CLEVELAND, Tenn. - There have been many written accounts over a century about how the first two Ocoee River dams were built to bring electric power to East Tennessee, Travis Simpson concedes.
But there also are many photos in archives across the region that show just how it was done.
Simpson assigned himself the task of searching for them and scanning them into a digital format. He will compile them, and the results could become a book, he said.
"TVA has a lot of photos," Simpson said. "What I am looking for is photos from the 1910s to the 1930s when the dams became part of TVA."
Simpson has been looking through photos at the Museum Center at Five Points here recently.
"Just seeing these photos about how the work was done has always interested me," he said, sitting in a museum center back room with a laptop computer open in front of him.
He looked at a photo of a railroad built on top of a circular cofferdam -- a watertight enclosure pumped dry so construction of the actual dam can take place. An engine would make that circuit, he said, dumping concrete to build the dams. That was a century ago.
"Since we are nearing the century mark for the Ocoee dams, it's a good time for Travis' research," said Ken Cagle of the Museum Center.
Ocoee River Dams No. 1 and No. 2, the powerhouses and a flume that channeled the mountain river into turbines to make electricity were considered one of the engineering marvels of the time.

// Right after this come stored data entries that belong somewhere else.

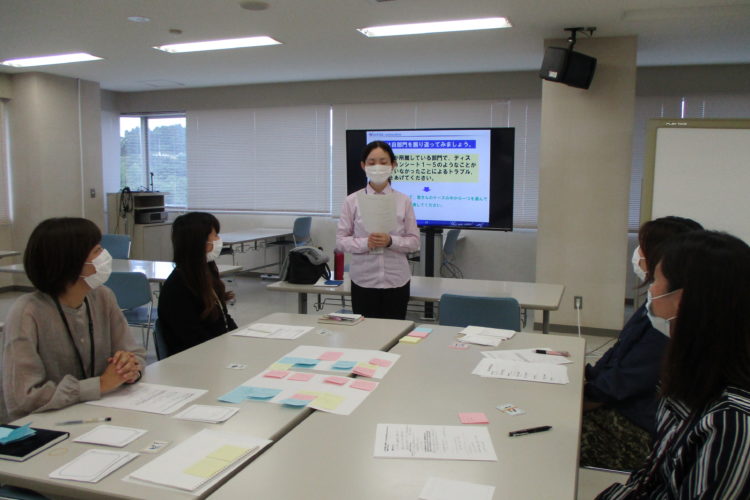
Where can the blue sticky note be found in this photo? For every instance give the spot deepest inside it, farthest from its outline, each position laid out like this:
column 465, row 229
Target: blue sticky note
column 262, row 392
column 8, row 435
column 295, row 402
column 236, row 395
column 343, row 365
column 298, row 361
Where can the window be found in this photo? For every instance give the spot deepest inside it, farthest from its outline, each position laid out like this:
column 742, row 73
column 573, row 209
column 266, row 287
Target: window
column 153, row 149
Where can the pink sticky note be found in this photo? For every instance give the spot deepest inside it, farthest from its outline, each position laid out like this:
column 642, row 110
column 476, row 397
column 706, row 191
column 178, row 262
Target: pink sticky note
column 336, row 380
column 304, row 397
column 330, row 356
column 363, row 385
column 380, row 362
column 473, row 418
column 365, row 372
column 421, row 335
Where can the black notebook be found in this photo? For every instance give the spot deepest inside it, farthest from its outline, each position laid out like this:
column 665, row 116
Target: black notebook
column 24, row 449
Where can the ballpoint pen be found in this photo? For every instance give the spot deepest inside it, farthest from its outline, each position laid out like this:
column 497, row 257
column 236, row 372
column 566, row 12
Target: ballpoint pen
column 85, row 421
column 552, row 353
column 530, row 430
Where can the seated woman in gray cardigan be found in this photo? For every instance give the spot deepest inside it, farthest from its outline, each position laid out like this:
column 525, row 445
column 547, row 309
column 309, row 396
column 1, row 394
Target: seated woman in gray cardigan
column 68, row 341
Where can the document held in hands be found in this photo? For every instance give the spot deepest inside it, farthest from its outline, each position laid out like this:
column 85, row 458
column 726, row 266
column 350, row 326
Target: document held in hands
column 447, row 442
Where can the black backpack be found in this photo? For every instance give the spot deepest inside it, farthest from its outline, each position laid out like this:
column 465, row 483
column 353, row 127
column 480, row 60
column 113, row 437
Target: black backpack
column 301, row 269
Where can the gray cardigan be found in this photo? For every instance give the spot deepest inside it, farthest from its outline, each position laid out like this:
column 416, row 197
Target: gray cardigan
column 40, row 368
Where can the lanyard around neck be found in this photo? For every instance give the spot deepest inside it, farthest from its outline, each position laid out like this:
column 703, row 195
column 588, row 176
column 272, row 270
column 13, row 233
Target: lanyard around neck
column 90, row 373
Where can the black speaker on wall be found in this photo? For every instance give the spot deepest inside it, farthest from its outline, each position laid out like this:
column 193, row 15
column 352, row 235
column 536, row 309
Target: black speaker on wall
column 567, row 66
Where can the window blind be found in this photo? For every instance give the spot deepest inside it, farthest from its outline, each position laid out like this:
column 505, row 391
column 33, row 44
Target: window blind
column 264, row 160
column 4, row 163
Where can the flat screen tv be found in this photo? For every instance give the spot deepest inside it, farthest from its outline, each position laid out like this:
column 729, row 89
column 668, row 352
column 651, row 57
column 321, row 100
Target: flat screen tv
column 456, row 178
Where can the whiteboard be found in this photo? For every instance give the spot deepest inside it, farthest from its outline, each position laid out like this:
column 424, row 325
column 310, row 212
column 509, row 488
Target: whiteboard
column 702, row 173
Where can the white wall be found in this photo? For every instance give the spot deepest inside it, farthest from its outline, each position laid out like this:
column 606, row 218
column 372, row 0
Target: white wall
column 55, row 151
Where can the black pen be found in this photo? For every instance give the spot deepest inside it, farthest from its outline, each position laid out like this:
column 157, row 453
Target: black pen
column 530, row 430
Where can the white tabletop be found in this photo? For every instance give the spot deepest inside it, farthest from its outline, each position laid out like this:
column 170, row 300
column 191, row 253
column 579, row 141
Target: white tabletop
column 330, row 457
column 429, row 289
column 255, row 234
column 155, row 271
column 204, row 367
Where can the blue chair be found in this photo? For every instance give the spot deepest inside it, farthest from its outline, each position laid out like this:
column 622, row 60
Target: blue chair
column 162, row 351
column 118, row 245
column 301, row 231
column 133, row 293
column 492, row 312
column 448, row 269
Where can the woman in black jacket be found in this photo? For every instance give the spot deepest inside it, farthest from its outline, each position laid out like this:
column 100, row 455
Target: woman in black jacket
column 192, row 302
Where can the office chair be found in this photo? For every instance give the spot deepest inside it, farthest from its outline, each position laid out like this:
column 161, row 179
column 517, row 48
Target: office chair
column 492, row 312
column 134, row 297
column 448, row 269
column 118, row 245
column 301, row 231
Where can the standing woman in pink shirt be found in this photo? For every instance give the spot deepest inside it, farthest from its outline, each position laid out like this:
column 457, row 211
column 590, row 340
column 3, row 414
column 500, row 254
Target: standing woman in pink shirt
column 380, row 278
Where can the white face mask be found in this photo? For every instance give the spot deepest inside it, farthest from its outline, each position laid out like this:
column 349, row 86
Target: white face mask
column 103, row 268
column 660, row 324
column 216, row 251
column 636, row 260
column 378, row 174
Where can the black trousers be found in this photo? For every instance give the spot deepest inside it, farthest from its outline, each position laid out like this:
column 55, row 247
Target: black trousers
column 387, row 303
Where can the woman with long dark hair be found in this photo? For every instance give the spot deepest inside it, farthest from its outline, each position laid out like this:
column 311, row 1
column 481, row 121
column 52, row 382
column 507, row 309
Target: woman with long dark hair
column 620, row 392
column 700, row 296
column 68, row 341
column 192, row 302
column 379, row 270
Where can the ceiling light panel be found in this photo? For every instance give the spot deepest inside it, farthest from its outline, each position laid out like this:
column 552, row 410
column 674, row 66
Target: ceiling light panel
column 232, row 43
column 47, row 60
column 486, row 23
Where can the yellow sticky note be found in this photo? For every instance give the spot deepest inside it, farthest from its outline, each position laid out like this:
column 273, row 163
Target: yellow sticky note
column 279, row 366
column 327, row 401
column 409, row 340
column 228, row 453
column 206, row 468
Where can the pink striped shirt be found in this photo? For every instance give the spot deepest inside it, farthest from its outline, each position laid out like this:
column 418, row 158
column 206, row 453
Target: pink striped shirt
column 389, row 269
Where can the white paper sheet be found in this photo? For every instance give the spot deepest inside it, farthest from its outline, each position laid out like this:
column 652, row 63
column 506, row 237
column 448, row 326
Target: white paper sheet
column 378, row 212
column 437, row 488
column 170, row 468
column 528, row 356
column 111, row 435
column 206, row 413
column 93, row 465
column 484, row 336
column 272, row 331
column 358, row 356
column 514, row 370
column 446, row 442
column 339, row 399
column 150, row 398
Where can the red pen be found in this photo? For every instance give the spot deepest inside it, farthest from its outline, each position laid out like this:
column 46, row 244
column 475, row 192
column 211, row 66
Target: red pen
column 552, row 353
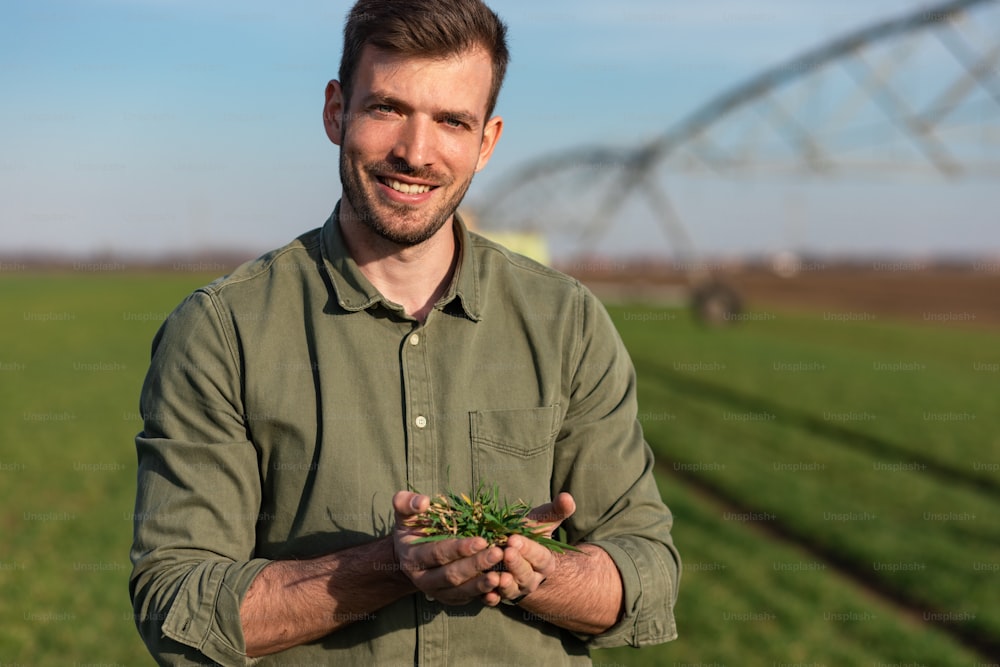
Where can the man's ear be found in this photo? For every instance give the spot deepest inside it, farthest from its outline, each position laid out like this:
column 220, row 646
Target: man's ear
column 491, row 135
column 333, row 112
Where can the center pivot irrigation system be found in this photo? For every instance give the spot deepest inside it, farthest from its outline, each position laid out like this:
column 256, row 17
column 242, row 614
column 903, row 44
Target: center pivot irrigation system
column 917, row 93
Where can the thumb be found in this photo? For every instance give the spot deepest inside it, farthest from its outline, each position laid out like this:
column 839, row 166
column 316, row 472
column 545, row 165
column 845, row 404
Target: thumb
column 407, row 504
column 551, row 515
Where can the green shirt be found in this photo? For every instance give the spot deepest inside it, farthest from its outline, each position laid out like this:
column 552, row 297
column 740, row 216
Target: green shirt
column 288, row 401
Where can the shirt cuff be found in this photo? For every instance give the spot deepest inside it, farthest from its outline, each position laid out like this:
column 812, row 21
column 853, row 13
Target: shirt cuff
column 205, row 614
column 648, row 590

It was the era when the U.S. completed the Panama Canal in 1913, after the Chattanooga and Tennessee River Power Co. began construction of Hales Bar Dam in 1905.
The Eastern Tennessee Power Co. built Ocoee dams No. 1 and No. 2 in 1911 and 1913. Workers stayed in instant mill towns like Caney Creek, now gone except for some foundations. The dams became part of the TVA system in 1939.